Executive Director of the Church and Society program of the CCAP Synod of Livingstonia Moses Mkandawire said the Eland Coal Mine issue smacks lack of accountability in Malawi’s mining sector.
In an interview Mkandawire said his organization suspects corruption took center stage in the whole transaction and the following cover-up arguing it is not true that government can fail to track down culprits in the scandal.
“That’s why we say accountability will play a critical role because I don’t think a company would come and operate even for a week without being tracked, without government knowing, I don’t think so.
“So they operated for years, they collected a lot, they benefitted quiet a lot, the question is how have Malawians benefitted from that kind of an arrangement? You will discover that it is none,” said Mkandawire.
“So individuals within particular ministries might have benefited…they might have been palm oiled.

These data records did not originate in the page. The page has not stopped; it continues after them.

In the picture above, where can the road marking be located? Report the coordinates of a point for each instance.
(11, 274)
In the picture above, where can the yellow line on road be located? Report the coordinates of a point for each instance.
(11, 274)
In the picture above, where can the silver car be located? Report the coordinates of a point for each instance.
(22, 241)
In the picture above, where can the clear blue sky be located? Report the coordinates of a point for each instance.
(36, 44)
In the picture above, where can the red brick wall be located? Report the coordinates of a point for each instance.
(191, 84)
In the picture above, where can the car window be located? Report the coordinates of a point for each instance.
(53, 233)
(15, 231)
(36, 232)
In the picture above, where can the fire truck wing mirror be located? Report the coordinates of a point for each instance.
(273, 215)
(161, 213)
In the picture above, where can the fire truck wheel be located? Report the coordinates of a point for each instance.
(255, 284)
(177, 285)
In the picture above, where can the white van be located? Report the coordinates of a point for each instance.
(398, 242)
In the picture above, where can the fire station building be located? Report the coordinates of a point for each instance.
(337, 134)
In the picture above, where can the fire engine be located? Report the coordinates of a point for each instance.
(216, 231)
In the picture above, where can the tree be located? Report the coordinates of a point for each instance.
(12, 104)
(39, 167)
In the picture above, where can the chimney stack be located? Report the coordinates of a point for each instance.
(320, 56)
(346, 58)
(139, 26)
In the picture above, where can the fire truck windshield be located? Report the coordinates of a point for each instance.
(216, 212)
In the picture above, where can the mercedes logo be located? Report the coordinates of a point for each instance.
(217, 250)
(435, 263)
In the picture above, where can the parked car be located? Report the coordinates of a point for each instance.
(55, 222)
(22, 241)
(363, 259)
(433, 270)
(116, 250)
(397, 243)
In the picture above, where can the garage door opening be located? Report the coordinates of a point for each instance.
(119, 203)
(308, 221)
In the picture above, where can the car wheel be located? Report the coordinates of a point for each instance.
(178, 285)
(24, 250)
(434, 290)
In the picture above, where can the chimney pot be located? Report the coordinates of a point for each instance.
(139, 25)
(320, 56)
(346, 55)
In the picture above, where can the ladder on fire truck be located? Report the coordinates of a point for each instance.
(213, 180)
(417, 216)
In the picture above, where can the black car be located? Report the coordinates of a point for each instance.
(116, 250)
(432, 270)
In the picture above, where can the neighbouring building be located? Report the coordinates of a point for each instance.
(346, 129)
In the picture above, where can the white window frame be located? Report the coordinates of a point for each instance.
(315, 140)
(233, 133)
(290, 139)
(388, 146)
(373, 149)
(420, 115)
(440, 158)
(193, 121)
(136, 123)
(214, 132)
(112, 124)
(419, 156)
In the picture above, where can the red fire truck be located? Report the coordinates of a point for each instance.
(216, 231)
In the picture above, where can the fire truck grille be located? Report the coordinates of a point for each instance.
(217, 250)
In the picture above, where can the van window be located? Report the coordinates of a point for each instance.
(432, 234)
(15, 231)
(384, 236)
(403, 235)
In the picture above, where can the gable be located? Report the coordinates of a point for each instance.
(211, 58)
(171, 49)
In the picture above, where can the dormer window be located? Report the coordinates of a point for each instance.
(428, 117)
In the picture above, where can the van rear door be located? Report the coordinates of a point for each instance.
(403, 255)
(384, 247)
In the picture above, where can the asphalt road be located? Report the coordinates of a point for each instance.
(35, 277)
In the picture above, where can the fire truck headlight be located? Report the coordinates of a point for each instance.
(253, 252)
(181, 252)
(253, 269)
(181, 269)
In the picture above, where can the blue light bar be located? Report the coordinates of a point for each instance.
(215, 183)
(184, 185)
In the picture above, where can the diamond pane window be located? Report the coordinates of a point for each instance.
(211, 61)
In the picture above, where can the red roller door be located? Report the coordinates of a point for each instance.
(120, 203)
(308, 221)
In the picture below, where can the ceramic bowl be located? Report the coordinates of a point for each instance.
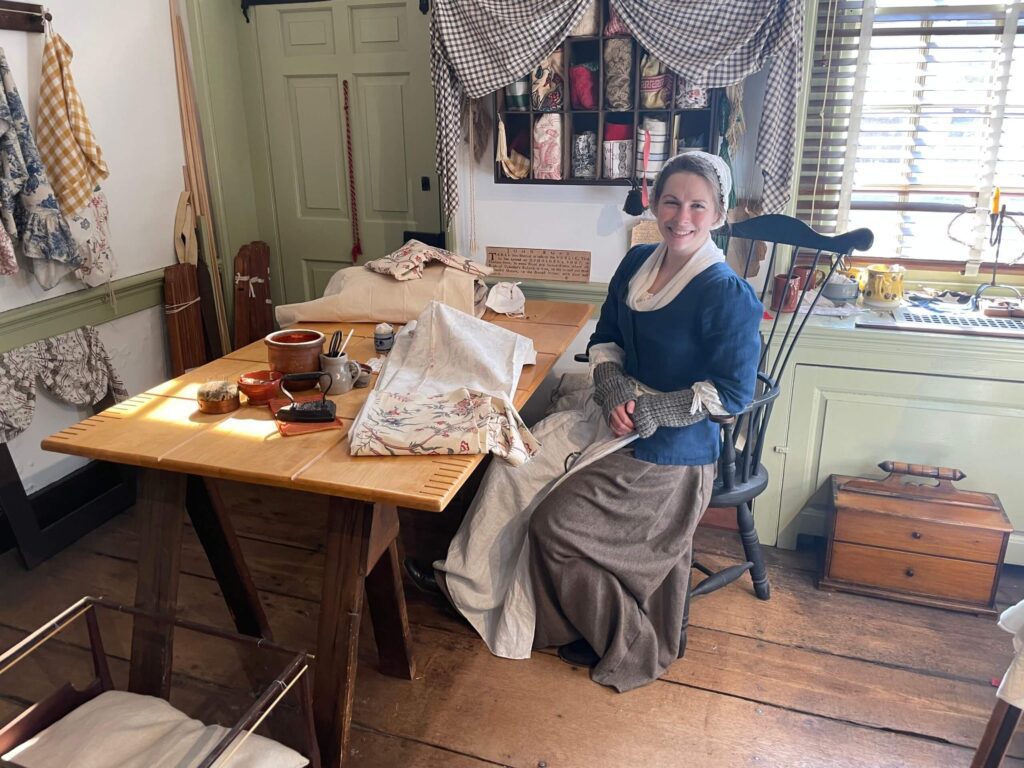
(295, 350)
(260, 386)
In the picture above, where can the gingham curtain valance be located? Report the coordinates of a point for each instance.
(478, 46)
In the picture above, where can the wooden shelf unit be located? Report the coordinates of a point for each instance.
(577, 50)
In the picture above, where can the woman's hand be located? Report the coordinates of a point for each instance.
(620, 419)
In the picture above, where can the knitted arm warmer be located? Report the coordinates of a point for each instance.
(669, 410)
(611, 387)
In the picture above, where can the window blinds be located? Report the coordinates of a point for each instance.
(915, 113)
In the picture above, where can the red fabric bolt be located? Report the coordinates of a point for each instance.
(617, 132)
(583, 87)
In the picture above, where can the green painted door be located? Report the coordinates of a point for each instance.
(307, 51)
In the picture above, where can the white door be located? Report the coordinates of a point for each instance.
(307, 51)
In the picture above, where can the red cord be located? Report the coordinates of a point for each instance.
(356, 246)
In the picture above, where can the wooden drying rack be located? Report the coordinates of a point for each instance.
(24, 16)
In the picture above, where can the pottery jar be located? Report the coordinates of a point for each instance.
(295, 351)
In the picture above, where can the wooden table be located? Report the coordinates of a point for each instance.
(181, 451)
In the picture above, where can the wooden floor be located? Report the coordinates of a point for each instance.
(808, 679)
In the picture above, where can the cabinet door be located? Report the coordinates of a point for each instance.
(847, 420)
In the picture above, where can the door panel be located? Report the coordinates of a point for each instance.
(306, 53)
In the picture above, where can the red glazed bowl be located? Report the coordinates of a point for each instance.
(295, 351)
(260, 386)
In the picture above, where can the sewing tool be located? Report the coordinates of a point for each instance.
(334, 349)
(307, 411)
(347, 339)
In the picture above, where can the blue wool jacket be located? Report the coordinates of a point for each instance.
(709, 331)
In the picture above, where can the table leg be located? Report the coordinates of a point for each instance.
(348, 527)
(387, 609)
(160, 507)
(213, 526)
(997, 734)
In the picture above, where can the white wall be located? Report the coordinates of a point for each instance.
(124, 70)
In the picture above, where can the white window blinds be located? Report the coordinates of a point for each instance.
(915, 114)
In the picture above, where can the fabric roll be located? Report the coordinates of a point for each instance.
(617, 74)
(658, 132)
(654, 82)
(583, 86)
(517, 95)
(617, 157)
(547, 83)
(689, 96)
(513, 164)
(548, 146)
(585, 155)
(590, 24)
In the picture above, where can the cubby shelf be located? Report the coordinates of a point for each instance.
(682, 123)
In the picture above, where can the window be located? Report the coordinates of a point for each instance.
(915, 114)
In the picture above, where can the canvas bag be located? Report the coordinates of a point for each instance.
(357, 295)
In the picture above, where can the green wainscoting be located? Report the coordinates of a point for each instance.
(91, 306)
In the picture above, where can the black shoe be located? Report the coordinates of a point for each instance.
(421, 578)
(579, 653)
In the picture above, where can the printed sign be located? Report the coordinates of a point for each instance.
(540, 263)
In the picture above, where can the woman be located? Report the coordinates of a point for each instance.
(604, 570)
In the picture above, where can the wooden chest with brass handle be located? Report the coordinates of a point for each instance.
(904, 540)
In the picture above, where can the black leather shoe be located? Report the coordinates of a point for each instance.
(579, 653)
(422, 579)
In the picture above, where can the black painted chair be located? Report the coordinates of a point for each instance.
(741, 476)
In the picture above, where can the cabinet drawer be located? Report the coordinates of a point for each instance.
(916, 536)
(907, 571)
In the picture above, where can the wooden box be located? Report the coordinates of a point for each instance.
(931, 545)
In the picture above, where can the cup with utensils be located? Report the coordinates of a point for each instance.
(343, 371)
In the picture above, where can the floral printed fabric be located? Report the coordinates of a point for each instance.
(408, 261)
(446, 388)
(458, 422)
(91, 230)
(74, 367)
(30, 210)
(8, 264)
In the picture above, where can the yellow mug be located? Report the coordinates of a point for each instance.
(882, 285)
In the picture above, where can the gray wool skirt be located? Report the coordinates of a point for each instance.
(610, 552)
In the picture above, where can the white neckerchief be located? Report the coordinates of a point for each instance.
(639, 300)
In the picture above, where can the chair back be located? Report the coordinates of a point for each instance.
(742, 434)
(783, 233)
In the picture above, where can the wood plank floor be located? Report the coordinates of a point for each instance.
(808, 679)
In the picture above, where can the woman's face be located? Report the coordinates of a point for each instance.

What we need therefore is to pin down some of these individual government officials because failing which we will create impunity and that’s where we have problems.”
Asked on our observation that Malawi’s Civil Society Organizations are only vocal but lack action as the Malawi Anti-Corruption Bureau (ACB) told us that nobody, including the vocal CSOs, has reported the Eland matter to the graft busting body, Mkandawire was defensive.

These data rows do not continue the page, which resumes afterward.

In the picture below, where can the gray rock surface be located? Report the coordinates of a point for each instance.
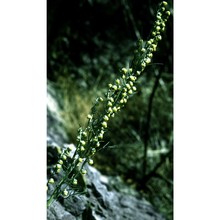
(102, 201)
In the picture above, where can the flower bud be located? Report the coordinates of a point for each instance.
(51, 180)
(83, 171)
(104, 124)
(65, 192)
(90, 161)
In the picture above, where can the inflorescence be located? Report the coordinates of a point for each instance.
(72, 158)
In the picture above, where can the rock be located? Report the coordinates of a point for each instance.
(102, 200)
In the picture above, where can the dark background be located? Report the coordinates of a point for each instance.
(87, 42)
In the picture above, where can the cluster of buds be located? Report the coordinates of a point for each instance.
(89, 140)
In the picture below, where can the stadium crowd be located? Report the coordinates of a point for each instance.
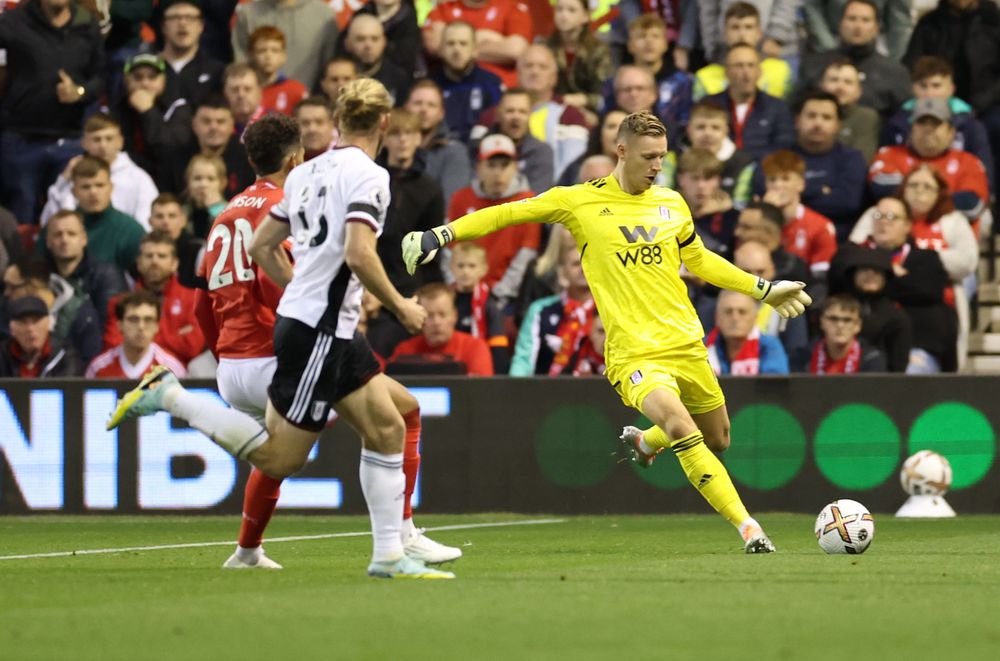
(841, 143)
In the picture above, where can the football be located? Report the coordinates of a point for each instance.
(926, 473)
(845, 526)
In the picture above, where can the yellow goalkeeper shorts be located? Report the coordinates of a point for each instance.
(684, 371)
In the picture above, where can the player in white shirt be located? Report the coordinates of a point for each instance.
(333, 210)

“Its food for thought because I have officers who are working on extractive issues in my office and I will make a follow up to see how best we can take that issue up,” he said.

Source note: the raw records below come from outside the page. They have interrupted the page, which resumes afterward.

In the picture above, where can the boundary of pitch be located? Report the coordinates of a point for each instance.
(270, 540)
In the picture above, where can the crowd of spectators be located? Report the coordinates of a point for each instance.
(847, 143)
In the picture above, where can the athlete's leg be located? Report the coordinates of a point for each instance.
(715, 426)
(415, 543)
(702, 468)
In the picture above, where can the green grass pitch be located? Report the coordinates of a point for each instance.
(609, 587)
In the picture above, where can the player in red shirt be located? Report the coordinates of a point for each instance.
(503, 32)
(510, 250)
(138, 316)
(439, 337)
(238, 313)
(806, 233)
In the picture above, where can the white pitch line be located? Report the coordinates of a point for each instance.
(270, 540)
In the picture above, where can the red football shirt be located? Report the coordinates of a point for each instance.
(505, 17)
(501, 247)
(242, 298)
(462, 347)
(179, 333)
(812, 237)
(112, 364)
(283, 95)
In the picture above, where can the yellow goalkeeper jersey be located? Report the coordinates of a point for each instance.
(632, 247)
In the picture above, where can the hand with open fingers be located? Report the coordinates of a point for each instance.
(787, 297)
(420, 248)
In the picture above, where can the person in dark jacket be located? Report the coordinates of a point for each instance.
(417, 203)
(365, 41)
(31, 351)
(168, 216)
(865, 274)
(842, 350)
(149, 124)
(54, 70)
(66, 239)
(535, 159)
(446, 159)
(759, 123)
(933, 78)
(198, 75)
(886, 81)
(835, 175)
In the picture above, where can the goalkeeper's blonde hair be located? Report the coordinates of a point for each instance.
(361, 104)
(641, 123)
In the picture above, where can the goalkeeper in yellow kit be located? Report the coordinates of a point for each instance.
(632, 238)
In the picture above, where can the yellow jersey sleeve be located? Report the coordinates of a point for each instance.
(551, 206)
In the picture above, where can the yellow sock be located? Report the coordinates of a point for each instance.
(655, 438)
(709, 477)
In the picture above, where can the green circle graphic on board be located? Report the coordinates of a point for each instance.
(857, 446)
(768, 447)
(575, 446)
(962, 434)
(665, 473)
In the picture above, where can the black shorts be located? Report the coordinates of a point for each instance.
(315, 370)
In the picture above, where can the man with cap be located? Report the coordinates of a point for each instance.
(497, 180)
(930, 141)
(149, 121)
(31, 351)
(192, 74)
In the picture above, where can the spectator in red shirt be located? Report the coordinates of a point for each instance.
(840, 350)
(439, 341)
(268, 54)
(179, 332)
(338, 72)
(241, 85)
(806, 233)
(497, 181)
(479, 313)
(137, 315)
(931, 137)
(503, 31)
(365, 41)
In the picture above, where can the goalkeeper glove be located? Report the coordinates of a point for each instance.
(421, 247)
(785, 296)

However, despite the whole Eland’s Mabulambo Coal Mine scandal unfolding on the nose of authorities, the Anti-Corruption Bureau (ACB) says Eland Coal Mining Company or anybody linked to the whole scandal is not on its probe ladder.
ACB Senior Public Relation Relations Officer Egrita Ndala said in responding to our questionnaire that the body has not commenced any investigation about Eland and the whole Karonga fiasco as nobody has logged any complaint about the company or the issue with her office.
“The Anti-Corruption Bureau has not received any allegation in relation to Eland Coal Mine Limited. The Bureau would like to request… the concerned people in the area to formally lodge a complaint on the issue in order for it to see what action it can take,” said Ndala.
Secretary to the Treasury Ben Botolo conceded in an interview that separation of power between government institutions sometimes create loopholes although he was quick to emphasize that there is strong coordination between government institutions.
“There is coordination but somebody is not doing his job. For example monitoring of mines, is it the work of treasury? No! Is it MRA to do value and taxations, yes! That’s why we created it. Is it Ministry of Natural Resources energy department of mines to do it? Yes! Because they are in there,” said Botolo.
Perhaps Eland like Paladin Energy, which mined uranium in the same district took advantage of Malawi’s lax and archaic legislation and smiled all the way to the Banks to cash their pay cheques.
Malawi may be missing a huge opportunity to curb poverty because it continues to rely on an outdated, opaque mining law that restricts tax and royalty revenues and encourages corruption.
The mining industry in Malawi is regulated by different legislations including the Environmental Impact Assessment Guidelines for Mining Projects (2002), the Environmental Management Act, the Mines and Mineral Act (1981), the Water Resources Act, the Occupation Health and Safety and Welfare Act, the Forestry Act, the Land Act as well as the Public Roads Act.
More than half of this nation’s 18m citizens live in poverty, while foreign mining companies are arriving in ever-larger numbers to exploit Malawi’s subterranean riches.
The ministry of mines says so far it has issued more than 180 licenses both exploration and mining and is also processing many more.